We monitor and protect critical seagrass meadows in the Bay of Ranobe
Seagrass are one of the most productive and valuable ecosystems in the world. They provide critical sheltered refuges and feeding areas for a diverse community of marine life (from tiny invertebrates to large fish, crustaceans, and turtles) thereby providing the basis of coastal fisheries productivity. Furthermore, they stabilize bottom sediments, act as hydrodynamic barriers reducing wave energy, and filter coastal waters of nutrients and contaminants. Seagrass beds provide a further barrier to silt and mud that could otherwise smother coral reefs. They also capture and store a large amount of carbon dioxide from the atmosphere. Over 95% of the carbon in seagrass meadows is stored in the soils and overall these ecosystems are responsible for 10% of this “Blue Carbon” buried annually in the ocean. Therefore, like another important blue carbon ecosystem, mangroves, they play and important role in reducing the impacts of global climate change.
Unfortunately, due to their location on land-sea interface, seagrass beds are subject to many anthropogenic impacts including eutrophication, sedimentation, human development, and fishing net trawling. Seagrass beds are under threat globally with coverage being lost at a rate of 1.5% per year. In addition to the loss of their important ecological and hydrodynamic functions, when degraded or destroyed, seagrass emit the carbon they have stored for centuries into the atmosphere and oceans, becoming sources of greenhouse gases.
We have implemented a seagrass surveying programme to map and assess the status of the seagrass beds in the bay; forming the crucial first steps towards their protection. This research has enabled us to begin to establish seagrass reserves, involving zoning for strict protection and restricted use, with the initial aim to protect at least 10% of the total seagrass habitats in the Bay of Ranobe. Currently seagrass monitoring in the bay takes place every three months. To date, our seagrass mapping project has allowed the team to decide on the best location of seagrass reserves and zoning (read on below), and our going monitoring programme will enable the effectiveness of this management to be assessed in the long-term.
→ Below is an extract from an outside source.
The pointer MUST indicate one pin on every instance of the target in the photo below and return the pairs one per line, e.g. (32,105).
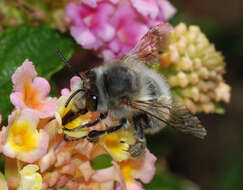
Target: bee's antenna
(68,64)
Seagrass meadows in the Bay of Ranobe are under a variety of pressures comprising their survival such as climate change, destructive fishing practices, and reduced light levels due to sedimentation and high nutrient loading. It is therefore important to protect these valuable habitats to preserve their critical ecological, hydrodynamic, and Blue Carbon functions.
In 2016, we brought stakeholders (village elders in Ifaty and Mangily, the local fisher’s association FI.MI.HA.RA, and various local businesses) throughout the bay together in monthly meetings to discuss the creation of a seagrass protected area (SPA). Following a considerable amount of discussion it was agreed by all the stakeholders that the first SPA in the Bay of Ranobe would be created. In fact, discussions were so successful that the total area of the SPA is now 950 hectares, which is over twice the size of the targeted area of 400 hectares originally planned. The entire SPA is a restricted use zone, which means that only certain fishing activities can be carried out in the area including some fishing with restricted fishing gear using hook and line. However, destructive beach trawling seine nets are strictly prohibited within the SPA.
The creation of this SPA is a very significant step forward for sustainable fishing practices and for conservation in the Bay of Ranobe. It will protect critical seagrass habitat from destructive and unsustainable fishing methods providing relief to juvenile reef fish and foraging turtles. The implementation of this SPA has also been established in collaboration with the local communities participating in our sustainable livelihoods aquaculture project, demonstrating their commitment to marine stewardship. Meetings are now ongoing to make 150 hectares of the SPA a strict protection zone where no fishing or marine gleaning activities can take place whatsoever. Seagrass monitoring will continue every three months in order to collect data that will allow the team to assess the health of the SPA.